Remittances play an important role in Costa Rica's economy, supporting household consumption and small business cash flow across the country. SINPE Móvil, the central bank's mobile transfer system, lets recipients move funds between Costa Rican banks instantly once the international leg settles — useful if your relative banks somewhere outside the main two.
Standard banking regulations apply for sending from Oman to Costa Rica. The Central Bank of Oman requires KYC documentation for outbound transfers, and the Omani provider will ask for purpose-of-transfer details on larger amounts. On the receiving side, Costa Rica's SUGEF oversees anti-money-laundering compliance — recipients may need to declare the source of funds for transfers above roughly $10,000 USD equivalent. Personal remittances to family are not taxed as income in Costa Rica, but commercial transfers may trigger reporting requirements.
The OMR is pegged to the US dollar, so the real volatility is on the CRC side.

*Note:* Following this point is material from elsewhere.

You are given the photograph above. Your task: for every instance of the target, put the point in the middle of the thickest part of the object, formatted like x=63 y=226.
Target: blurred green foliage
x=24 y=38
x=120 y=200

The colón tends to strengthen during Costa Rica's tourist high season (December-April) when dollar inflows surge, meaning your OMR buys fewer colones. Sending in the low season — September and October — often gets you a better rate.
Set rate alerts on Wise or Revolut and batch larger transfers when the OMR/CRC pair moves 1-2% in your favor. For amounts above 1,000 OMR, the timing genuinely matters: a 2% swing equals 26,000 CRC. For smaller monthly transfers, just send consistently and don't overthink it.